DeSantis then responded to Disney that they don’t govern Florida and never will as long as he is governor. “They support sexualizing kids in kindergarten. They support injecting woke gender ideology into second-grade classrooms,” the Republican told Tucker Carlson in late March.

Tearing down Disney’s self-governance

The state of Florida defines a special district as “a unit of local government created for a special purpose, as opposed to a general purpose, which has jurisdiction to operate within a limited geographic boundary and is created by general law, special act, local ordinance, or by rule of the Governor and Cabinet.”

Reedy Creek Improvement District was created in 1967 by the State Legislature for the purpose of “to support and administer certain aspects of the economic development and tourism within District boundaries.” It granted Disney World the authority to make its own decisions regarding architectural standards, expansion plans, fire protection, waste collection and water treatment facilities, in addition to a tax exemption.

According to the text, SB 4-C will dissolve “any independent special district established by a special act prior to the date of ratification of the Florida Constitution on November 5, 1968, and which was not reestablished, re-ratified, or otherwise reconstituted by a special act or general law after November 5, 1968.”

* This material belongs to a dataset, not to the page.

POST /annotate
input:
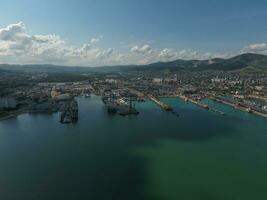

From June 1, 2023, when the law will take effect, Disney will lose control of the 25,000 acres of district territory on which it was allowed to build new structures and pay impact fees for such construction without the approval of a local planning commission.

The bill includes a special measure to remove the Disney exception to the Big Tech anti-censorship law signed by DeSantis in 2021.

The state House must vote to approve or disapprove the bill this Thursday before it reaches DeSantis’ desk to be executed with his signature.